Ah, the Sweatshop Defense...

Normally I wouldn't link to a Times Select column, partly because I have no intention of paying for it and partly because most of the Times' columnists are rather dull. But I picked up the paper today and found Nick Kristof writing what must be his fiftieth or sixtieth column praising Third World sweatshops. Paul Krugman likes this argument too. It's "cute". It's also wrong. Here's an excerpt:
Well-meaning American university students regularly campaign against sweatshops. But instead, anyone who cares about fighting poverty should campaign in favor of sweatshops, demanding that companies set up factories in Africa. If Africa could establish a clothing export industry, that would fight poverty far more effectively than any foreign aid program....

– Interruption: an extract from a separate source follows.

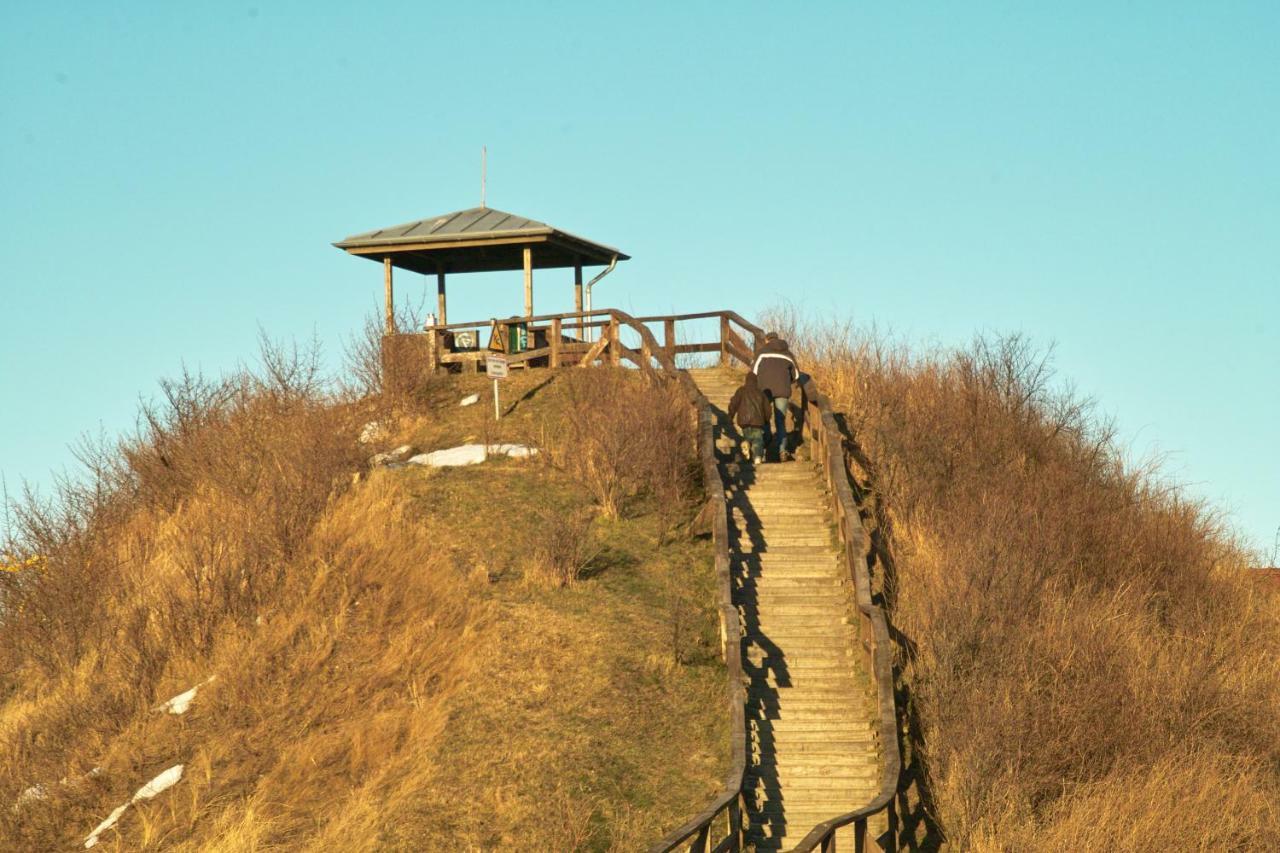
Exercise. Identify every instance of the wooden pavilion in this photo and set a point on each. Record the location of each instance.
(480, 240)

The problem is that it's still costly to manufacture in Africa. The headaches across much of the continent include red tape, corruption, political instability, unreliable electricity and ports, and an inexperienced labor force that leads to low productivity and quality. The anti-sweatshop movement isn't a prime obstacle, but it's one more reason not to manufacture in Africa.
That last sentence is insane. Campaigns against sweatshops may be a lot of things, but one thing they're not is omniscient. For every Gap and Nike they expose and vilify, there are ten other manufacturers who escape bad publicity altogether. If companies thought it was profitable to set up sweatshops in Africa, student campaigns couldn't deter them all. Clearly they have other reasons not to invest.

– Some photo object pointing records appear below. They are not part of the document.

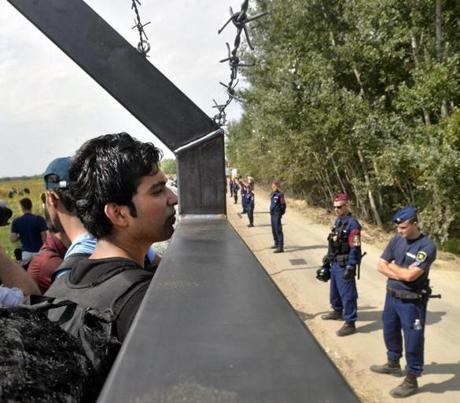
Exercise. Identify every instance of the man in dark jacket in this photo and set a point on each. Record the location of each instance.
(121, 197)
(277, 210)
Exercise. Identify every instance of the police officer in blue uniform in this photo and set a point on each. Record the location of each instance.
(277, 210)
(235, 190)
(249, 202)
(406, 263)
(244, 191)
(344, 254)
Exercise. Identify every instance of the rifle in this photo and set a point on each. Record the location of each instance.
(358, 266)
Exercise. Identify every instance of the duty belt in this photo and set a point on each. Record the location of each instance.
(404, 294)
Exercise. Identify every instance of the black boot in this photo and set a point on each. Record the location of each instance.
(347, 329)
(333, 315)
(407, 388)
(389, 368)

Kristof then talks about a garment factory in Namibia which was forced to close because it was cheaper to import clothes from China. But that's an argument for trying to raise labor standards in China, where working conditions are famously dismal, rather than for trying to force Namibia down to China's level. Writers such as Kristof—and Krugman—seem to be under the impression that critics of neoliberalism are all idiots and don't realize that if you raise labor standards in, say, Namibia, manufacturers might flee to some more brutal country where working conditions are even worse. But of course we realize this. That's what the criticism is all about.

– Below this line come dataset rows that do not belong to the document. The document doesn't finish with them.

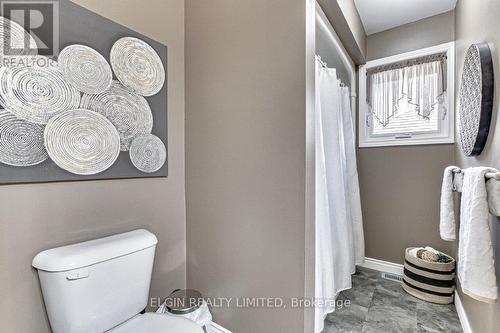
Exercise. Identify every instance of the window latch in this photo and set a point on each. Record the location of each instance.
(403, 136)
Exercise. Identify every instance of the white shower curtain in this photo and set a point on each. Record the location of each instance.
(339, 226)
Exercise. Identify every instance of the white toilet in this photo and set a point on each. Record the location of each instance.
(103, 286)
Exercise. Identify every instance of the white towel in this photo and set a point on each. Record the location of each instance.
(447, 212)
(476, 264)
(493, 189)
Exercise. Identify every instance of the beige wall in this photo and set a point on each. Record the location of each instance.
(400, 186)
(245, 156)
(41, 216)
(477, 21)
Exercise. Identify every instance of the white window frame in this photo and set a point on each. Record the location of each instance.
(446, 133)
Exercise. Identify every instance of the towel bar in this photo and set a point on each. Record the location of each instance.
(492, 187)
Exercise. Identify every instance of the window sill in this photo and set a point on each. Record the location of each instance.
(406, 142)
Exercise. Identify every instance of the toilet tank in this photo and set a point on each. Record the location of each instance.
(93, 286)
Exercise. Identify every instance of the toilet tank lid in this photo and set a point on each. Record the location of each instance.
(66, 258)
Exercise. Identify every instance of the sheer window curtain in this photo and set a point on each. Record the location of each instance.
(422, 85)
(339, 229)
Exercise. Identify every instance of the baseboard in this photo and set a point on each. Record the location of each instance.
(462, 315)
(216, 328)
(390, 267)
(383, 266)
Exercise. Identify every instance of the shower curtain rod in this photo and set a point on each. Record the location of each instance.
(346, 59)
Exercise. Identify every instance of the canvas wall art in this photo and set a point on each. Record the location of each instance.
(95, 110)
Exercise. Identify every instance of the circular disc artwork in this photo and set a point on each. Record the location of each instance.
(476, 99)
(137, 65)
(21, 142)
(148, 153)
(82, 142)
(37, 91)
(127, 111)
(12, 34)
(85, 69)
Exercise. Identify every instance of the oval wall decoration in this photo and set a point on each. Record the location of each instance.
(82, 142)
(476, 99)
(148, 153)
(85, 69)
(127, 111)
(13, 34)
(37, 90)
(21, 142)
(137, 66)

At any rate, it's not clear that manufacturers always and everywhere move to where wages are the lowest. Wages in Mexico are four times what they are in Indonesia, yet Nike has factories in both countries. There are specific reasons for that, of course, but it goes to show that countries don't necessarily need the lowest wages and worst working conditions on the planet to attract investment. Here's a good study by David Kucera finding a weak relationship between labor standards and foreign investment. And it's not at all obvious that specializing in low-wage garments is the only way for Namibia to develop (it might be one of the worst, in fact).

There's also the argument that industrialized countries had to go through their own sweatshop phase to get to where they are today. Well, sure, some places did, but those places also saw serious fights for better working conditions at the same time. New York's garment workers battled against sweatshop conditions for most of the 20th century—remember the Triangle Shirtwaist fire?—and consistently made gains until they were undermined in the postwar period by the Mafia and corrupt union bosses. And nowadays sweatshops are again flourishing in the city, which only goes to show that labor standards naturally tend to deteriorate unless someone, somewhere, is fighting for them.